Henceforth I'll restrict myself to the question of finding all optimal solutions.

Uncountably infinite is a lot. Start with a linear program (no $x$). If $\hat{y}$ and $\tilde{y}$ are two optimal solutions with objective value $f^{*}$, then any convex combination $\lambda\hat{y}+(1-\lambda)\tilde{y}$ with $0\le\lambda\le1$ belongs to $\mathcal{P}$ (by convexity) and has the same objective value $f^{*}$ (by linearity of $f$). So right away we have an uncountable number of optima. With a pure integer program (no $y$), the situation is rosier: since we have assumed that $\mathcal{P}$ is bounded, the feasible region $\tilde{\mathcal{P}}$ will contain a finite number of integer lattice points, and so the number of optimal solutions will be finite. (Note, however, that "finite" does not preclude "annoyingly large".)

With a mixed integer linear program (MILP), things are trifle more complex. The projection of the set of optimal solutions onto $\mathbb{Z}^{m}$, i.e., the set of $x$ for which a $y$ exists such that $(x,y)$ is optimal, will be finite. If for each such $x$ there is exactly one $y$ yielding an optimal solution, the number of optima is finite. As soon as we find one $x$ such that $(x,y)$ and $(x,y')$ are both optimal with $y\neq y'$, we're back to having an uncountable number of optima.

Putting all that together, for ILPs we can ask to find all optima. For LPs, the best we can do is ask to find all extreme points (vertices) of $\mathcal{P}$ that are optimal. For MILPs, we can ask for all $x^{*}$ that correspond to optimal solutions, and for each such $x^{*}$ we can ask for a single $y^{*}$, or at most all extreme points of $\left\{ y\in\mathbb{R}^{n}:\left(x^{*},y^{*}\right)\in\mathcal{P}^{*}\right\}$ (yet another polytope).

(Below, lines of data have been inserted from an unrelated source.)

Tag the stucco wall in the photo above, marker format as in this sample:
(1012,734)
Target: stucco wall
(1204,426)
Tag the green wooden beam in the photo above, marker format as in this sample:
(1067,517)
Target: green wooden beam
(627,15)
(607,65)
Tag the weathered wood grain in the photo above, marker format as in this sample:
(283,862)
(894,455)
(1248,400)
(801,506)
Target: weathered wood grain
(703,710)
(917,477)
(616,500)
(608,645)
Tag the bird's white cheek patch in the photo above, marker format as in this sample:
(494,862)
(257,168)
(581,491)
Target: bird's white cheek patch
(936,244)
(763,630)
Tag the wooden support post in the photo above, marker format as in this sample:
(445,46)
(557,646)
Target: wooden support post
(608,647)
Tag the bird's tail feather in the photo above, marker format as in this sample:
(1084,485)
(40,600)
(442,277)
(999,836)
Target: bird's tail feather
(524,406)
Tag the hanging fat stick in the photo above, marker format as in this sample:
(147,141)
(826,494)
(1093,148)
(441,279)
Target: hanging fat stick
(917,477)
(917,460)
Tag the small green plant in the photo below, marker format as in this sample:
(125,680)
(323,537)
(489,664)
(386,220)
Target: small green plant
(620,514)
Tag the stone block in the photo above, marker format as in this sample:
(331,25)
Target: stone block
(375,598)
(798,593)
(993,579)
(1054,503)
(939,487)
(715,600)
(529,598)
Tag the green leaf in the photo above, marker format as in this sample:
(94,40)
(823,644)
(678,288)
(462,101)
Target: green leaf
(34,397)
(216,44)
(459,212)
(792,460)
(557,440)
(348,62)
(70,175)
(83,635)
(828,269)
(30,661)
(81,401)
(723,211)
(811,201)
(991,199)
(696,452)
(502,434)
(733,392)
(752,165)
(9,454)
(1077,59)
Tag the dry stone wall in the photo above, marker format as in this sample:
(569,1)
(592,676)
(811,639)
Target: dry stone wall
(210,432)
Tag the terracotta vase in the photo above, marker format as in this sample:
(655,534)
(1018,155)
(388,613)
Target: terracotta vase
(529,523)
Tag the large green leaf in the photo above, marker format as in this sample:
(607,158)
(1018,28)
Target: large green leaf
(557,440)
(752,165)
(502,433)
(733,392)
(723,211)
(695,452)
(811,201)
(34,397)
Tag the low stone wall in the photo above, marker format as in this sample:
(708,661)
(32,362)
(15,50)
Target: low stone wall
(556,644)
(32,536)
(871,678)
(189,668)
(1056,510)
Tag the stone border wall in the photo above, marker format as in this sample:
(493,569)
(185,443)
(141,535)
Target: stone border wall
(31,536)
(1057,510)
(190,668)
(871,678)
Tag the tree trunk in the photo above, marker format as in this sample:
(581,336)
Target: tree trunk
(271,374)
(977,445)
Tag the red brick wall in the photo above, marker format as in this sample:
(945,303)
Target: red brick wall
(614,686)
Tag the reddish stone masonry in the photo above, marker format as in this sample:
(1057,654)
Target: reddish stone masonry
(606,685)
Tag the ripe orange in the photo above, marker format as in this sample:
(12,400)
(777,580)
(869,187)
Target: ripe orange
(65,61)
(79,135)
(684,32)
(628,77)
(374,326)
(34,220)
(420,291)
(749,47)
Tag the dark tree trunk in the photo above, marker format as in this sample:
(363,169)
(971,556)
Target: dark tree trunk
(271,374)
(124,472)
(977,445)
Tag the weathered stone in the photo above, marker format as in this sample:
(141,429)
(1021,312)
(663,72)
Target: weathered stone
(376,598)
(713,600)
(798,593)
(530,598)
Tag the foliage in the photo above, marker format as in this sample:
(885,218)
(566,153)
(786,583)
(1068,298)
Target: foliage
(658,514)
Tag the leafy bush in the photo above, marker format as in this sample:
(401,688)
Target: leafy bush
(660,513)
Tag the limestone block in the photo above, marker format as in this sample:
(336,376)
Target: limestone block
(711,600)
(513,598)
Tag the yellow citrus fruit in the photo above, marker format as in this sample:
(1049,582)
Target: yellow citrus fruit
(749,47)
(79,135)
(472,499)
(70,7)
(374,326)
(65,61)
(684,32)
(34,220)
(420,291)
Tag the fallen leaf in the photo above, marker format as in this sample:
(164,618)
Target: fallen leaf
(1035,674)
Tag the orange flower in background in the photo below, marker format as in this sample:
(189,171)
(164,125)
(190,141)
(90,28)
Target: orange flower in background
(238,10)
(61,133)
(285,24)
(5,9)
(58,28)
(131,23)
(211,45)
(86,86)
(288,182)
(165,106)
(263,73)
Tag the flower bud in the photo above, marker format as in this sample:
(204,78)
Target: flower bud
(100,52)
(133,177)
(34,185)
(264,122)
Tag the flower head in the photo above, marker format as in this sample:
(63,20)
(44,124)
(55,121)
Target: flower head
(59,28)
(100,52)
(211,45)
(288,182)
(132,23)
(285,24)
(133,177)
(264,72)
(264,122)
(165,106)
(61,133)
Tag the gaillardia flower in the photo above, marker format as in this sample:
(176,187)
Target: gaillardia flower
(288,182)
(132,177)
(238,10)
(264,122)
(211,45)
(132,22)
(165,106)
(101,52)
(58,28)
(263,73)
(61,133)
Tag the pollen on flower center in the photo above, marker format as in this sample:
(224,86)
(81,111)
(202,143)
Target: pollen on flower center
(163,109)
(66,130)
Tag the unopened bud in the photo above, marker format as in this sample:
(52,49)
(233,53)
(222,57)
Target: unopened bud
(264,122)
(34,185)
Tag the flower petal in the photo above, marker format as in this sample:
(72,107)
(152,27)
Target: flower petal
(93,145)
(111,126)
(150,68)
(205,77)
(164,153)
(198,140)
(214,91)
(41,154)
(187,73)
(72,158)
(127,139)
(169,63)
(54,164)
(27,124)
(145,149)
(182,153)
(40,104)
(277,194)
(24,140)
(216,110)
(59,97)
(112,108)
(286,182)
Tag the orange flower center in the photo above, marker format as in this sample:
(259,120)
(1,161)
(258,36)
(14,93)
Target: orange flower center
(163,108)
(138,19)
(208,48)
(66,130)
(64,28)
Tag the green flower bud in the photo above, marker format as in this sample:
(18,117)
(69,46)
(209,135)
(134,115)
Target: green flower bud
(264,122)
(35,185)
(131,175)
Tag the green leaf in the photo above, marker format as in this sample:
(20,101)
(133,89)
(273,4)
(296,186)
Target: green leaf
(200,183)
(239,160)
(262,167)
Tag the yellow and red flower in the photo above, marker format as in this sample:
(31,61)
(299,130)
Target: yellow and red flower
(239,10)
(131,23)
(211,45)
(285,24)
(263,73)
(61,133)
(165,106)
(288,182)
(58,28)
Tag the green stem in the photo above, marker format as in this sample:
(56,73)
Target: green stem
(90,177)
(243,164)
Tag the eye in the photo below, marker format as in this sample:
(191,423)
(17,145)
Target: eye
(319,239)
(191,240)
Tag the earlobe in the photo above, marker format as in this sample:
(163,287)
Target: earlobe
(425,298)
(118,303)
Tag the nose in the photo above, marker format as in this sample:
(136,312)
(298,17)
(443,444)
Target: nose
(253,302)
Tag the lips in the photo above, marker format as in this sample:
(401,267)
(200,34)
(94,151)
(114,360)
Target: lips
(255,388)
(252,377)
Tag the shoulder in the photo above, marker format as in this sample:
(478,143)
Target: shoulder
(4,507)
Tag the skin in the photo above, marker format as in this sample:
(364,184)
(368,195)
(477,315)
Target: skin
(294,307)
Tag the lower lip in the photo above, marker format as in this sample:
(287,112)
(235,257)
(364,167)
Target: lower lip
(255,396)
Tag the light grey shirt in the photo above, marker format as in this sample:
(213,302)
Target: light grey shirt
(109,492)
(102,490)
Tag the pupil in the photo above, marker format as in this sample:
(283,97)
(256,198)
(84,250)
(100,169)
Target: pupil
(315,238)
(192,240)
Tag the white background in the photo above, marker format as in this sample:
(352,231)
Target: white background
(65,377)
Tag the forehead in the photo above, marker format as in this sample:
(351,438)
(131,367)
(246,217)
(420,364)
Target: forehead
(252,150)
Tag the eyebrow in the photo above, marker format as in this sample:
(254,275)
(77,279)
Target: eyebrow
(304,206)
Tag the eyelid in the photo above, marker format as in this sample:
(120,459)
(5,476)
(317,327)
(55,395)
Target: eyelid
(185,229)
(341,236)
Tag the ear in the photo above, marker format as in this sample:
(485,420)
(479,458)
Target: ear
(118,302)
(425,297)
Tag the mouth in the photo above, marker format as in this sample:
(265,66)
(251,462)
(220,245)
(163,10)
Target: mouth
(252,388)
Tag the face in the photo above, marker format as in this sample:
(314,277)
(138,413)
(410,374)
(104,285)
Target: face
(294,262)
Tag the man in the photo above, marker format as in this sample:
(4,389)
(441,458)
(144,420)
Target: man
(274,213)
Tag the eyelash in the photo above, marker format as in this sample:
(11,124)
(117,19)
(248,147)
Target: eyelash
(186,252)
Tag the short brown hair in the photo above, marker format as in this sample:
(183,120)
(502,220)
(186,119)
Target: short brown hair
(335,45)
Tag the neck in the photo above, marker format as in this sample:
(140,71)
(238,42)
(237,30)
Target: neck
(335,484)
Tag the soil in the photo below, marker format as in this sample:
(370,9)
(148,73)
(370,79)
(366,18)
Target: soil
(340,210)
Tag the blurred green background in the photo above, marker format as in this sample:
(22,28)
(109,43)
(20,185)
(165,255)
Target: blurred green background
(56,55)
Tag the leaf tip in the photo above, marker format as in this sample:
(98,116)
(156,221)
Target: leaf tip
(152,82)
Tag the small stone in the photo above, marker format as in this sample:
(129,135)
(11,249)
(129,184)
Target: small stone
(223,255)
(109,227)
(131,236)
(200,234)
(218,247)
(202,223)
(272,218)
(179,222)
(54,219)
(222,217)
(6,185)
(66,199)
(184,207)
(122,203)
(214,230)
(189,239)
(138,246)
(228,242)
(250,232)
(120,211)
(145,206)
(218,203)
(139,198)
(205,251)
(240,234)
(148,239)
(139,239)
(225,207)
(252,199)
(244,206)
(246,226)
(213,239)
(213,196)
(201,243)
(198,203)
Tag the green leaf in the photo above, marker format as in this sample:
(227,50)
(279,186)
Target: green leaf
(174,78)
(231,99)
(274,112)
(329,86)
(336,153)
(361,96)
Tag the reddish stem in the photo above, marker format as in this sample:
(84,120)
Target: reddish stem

This could take a while. Let's consider the LP case again (no $x$). Per the Wikipedia entry, the Avis-Fukuda algorithm for enumerating the vertices of a polytope $\mathcal{P}$ expressed as the solution to a set of linear inequalities in $y$ has time complexity of $O(knv)$, where $k$ is the number of nonredundant inequalities defining $\mathcal{P}$, $n$ is the dimension of $y$ and $v$ is the number of vertices to be enumerated. (Sorry, my notation is slightly different from the Wikipedia's. Deal with it.) This does not look too bad ... until you stop to think about $v$. If the polynomial is a hypercube, $k=2n$ and $v=2^{n}$, so we're looking at $O\left(n^{2}2^{n}\right)$ time. That's fine for small $n$, but it blows up fairly quickly as $n$ increases.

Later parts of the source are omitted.